Яков Свердлов написал ходатайство о замене предстоящей административной ссылки выездом за границу для лечения. Это был небольшой шедевр эпистолярно-канцелярского жанра. Революционер логично и последовательно доказывал, что за пределами Российской империи он, при всем желании, не сумеет влиять на внутриполитическую обстановку. Оказавшись вне привычного круга общения и подпольных сетей, он неизбежно отойдет от подрывной деятельности, а необходимость оплачивать восстановление пошатнувшегося здоровья вынудит его заниматься посильным честным трудом. Возможно, с каким-то иным министром внутренних дел, на чье имя составлялись такие документы, этот трюк и сработал бы. Но Петр Аркадьевич Столыпин, совмещавший эту должность с постом премьера, был далек от наивного прекраснодушия, а посему отклонил прошение.

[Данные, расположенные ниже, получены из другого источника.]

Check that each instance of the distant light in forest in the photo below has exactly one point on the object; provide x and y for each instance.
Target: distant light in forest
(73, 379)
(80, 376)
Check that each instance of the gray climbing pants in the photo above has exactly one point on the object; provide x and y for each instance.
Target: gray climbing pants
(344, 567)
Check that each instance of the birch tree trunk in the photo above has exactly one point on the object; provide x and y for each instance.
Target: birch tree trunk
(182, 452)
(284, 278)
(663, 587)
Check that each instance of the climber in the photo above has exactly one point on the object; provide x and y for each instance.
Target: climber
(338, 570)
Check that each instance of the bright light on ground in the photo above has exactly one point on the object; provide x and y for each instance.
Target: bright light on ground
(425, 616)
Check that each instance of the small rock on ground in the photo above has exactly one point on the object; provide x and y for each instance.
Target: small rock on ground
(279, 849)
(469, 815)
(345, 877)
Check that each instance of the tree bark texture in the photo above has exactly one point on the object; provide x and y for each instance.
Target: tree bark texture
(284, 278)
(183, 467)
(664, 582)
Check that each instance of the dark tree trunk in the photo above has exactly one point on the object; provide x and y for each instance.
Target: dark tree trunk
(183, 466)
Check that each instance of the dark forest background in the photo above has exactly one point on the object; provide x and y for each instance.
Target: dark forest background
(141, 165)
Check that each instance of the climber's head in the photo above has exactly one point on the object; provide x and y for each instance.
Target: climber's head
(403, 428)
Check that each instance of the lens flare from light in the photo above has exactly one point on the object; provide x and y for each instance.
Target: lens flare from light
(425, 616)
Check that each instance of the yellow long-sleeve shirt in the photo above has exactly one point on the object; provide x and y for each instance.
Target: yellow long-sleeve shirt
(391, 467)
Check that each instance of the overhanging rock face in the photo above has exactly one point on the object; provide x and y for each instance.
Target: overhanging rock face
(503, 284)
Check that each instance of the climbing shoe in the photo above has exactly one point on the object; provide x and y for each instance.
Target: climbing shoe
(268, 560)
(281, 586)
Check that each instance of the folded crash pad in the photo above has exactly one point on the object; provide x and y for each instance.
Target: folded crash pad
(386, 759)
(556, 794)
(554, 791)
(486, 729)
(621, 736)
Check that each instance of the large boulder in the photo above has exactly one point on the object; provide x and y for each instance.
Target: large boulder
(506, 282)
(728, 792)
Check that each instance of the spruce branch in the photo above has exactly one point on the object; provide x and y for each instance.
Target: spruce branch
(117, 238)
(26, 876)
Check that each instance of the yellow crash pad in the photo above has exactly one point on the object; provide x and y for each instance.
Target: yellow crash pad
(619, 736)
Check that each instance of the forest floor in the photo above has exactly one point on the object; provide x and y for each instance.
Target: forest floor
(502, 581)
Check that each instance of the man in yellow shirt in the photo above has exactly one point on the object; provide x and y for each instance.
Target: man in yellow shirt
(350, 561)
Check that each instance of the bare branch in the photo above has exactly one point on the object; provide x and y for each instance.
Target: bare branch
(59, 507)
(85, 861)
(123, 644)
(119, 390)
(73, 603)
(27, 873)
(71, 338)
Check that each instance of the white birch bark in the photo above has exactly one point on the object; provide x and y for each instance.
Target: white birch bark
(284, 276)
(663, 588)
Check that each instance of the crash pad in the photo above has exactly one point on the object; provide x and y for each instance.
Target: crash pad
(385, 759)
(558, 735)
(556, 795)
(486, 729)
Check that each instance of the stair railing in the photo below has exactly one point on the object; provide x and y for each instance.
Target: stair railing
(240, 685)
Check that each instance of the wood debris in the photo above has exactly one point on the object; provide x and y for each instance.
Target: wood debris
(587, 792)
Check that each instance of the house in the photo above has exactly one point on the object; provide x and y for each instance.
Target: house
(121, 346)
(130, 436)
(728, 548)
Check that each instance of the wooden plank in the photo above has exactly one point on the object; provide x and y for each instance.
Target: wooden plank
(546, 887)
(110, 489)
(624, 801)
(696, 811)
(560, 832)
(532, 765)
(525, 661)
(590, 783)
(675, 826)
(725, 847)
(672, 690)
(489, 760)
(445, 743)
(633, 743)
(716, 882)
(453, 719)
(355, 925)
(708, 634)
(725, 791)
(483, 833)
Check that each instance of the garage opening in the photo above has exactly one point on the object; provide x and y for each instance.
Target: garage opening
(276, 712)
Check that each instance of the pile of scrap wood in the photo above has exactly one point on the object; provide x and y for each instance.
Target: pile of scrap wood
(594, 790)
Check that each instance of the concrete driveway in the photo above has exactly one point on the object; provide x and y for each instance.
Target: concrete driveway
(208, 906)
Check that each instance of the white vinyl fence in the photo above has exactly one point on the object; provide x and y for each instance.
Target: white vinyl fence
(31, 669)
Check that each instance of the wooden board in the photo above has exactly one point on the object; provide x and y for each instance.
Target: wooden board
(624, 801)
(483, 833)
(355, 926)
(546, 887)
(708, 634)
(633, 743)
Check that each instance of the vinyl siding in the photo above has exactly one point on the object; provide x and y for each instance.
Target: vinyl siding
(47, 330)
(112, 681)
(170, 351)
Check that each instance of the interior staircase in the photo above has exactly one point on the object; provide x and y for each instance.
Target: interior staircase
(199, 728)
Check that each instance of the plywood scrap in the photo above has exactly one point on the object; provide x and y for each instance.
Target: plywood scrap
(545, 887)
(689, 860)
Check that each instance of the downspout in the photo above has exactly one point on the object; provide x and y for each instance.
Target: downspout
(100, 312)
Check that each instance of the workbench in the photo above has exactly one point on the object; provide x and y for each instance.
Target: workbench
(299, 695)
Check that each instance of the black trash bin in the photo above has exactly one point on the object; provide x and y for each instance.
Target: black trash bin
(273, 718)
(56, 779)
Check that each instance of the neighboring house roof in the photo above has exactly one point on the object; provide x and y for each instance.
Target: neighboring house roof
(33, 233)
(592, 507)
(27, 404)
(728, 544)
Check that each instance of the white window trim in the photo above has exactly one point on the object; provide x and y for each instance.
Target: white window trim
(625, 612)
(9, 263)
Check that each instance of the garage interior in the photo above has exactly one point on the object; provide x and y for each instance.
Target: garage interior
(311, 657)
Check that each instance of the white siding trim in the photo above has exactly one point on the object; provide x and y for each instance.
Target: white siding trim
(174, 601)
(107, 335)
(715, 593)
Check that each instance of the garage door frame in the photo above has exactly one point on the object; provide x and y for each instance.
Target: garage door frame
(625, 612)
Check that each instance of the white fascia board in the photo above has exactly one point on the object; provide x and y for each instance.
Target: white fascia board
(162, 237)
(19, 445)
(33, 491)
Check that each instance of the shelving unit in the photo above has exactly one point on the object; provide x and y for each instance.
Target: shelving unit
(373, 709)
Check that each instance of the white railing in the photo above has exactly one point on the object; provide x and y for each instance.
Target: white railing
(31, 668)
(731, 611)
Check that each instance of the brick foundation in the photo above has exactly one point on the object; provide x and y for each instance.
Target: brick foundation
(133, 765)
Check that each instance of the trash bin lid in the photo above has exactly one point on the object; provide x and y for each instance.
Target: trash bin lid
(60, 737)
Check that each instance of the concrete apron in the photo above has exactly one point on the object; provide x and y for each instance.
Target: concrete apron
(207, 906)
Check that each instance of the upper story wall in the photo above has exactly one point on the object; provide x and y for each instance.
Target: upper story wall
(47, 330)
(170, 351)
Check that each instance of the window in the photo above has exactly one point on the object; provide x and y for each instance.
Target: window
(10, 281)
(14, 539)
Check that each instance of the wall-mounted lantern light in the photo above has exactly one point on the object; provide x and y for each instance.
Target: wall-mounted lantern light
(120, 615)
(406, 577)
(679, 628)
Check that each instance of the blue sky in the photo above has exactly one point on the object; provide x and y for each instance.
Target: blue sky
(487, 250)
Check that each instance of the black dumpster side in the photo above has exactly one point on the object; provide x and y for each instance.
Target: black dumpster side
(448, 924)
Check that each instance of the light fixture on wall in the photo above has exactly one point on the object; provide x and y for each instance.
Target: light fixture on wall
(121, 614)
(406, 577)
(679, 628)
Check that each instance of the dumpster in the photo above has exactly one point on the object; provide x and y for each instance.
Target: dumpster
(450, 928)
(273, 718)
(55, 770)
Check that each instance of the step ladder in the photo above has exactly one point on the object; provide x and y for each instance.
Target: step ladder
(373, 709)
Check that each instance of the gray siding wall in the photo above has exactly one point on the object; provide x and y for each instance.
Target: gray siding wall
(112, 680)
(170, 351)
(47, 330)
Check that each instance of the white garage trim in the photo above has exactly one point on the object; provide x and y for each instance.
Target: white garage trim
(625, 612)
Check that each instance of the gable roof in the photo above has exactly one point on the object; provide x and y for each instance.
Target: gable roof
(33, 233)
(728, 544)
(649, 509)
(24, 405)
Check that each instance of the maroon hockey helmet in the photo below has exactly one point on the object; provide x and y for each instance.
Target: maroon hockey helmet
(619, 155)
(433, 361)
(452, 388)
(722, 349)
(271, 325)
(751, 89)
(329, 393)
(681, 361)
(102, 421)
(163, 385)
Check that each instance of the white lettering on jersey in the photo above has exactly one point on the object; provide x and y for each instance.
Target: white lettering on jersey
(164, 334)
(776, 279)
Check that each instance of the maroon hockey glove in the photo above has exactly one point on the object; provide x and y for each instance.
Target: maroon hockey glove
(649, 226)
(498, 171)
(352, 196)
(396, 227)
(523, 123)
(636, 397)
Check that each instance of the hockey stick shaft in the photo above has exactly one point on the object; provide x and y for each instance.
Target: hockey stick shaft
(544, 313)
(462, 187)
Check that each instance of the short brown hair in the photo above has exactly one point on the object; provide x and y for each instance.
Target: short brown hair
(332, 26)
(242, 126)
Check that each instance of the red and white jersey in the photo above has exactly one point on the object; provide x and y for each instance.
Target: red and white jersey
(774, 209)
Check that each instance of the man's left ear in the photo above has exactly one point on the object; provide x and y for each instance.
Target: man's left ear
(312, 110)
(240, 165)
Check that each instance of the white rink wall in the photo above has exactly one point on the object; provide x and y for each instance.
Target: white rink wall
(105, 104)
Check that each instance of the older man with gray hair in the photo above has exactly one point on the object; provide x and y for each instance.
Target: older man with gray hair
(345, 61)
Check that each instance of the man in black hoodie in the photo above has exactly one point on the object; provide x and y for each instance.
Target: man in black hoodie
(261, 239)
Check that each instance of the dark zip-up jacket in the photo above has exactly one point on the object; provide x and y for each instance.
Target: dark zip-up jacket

Открытый лист № 852, составленный приставом о Я. М. Свердлове перед отправкой в ссылку в Нарымский край. 26 марта 1910 года. Подлинник
[РГАСПИ. Ф. 86. Оп. 1. Д. 94. Л. 9]
Список из дела Томского уездного исправника о нахождении Я. М. Свердлова под гласным надзором полиции в Нарымском крае. 30 апреля 1910 года. Заметим, что здесь Яков пишет себя холостым и бездетным. То ли для того, чтобы Клавдия не попала под огонь, то ли потому, что продолжал считать себя вольным холостяком, отрицая буржуазные узы брака. Брак так и не был зарегистрирован официально. Подлинник
[РГАСПИ. Ф. 86. Оп. 1. Д. 94. Л. 4–5]
В апреле 1910 года Яков Свердлов за принадлежность к Московской организации РСДРП был выслан на три года — в далекий Нарымский край. Теперь Нарым — это самое сердце Томской области. А в 1910 году это был медвежий угол на берегу Оби, выше которого по течению на сотни верст не было других значимых населенных пунктов. Скоротечное лето, обильное на комаров и мошку, суровые долгие зимы с затяжными сорокаградусными морозами — совсем не Швейцария, куда стремился Свердлов. В. М. Косарев, выпускник Каприйской школы Горького, особенности Нарыма за годы ссылки изучил в деталях: «Длинная, суровая зима, большая отдаленность от путей сообщения, неустанный надзор полицейских властей создавали исключительно трудные условия жизни политическим ссыльным» (124). Было от чего загрустить и даже пасть духом.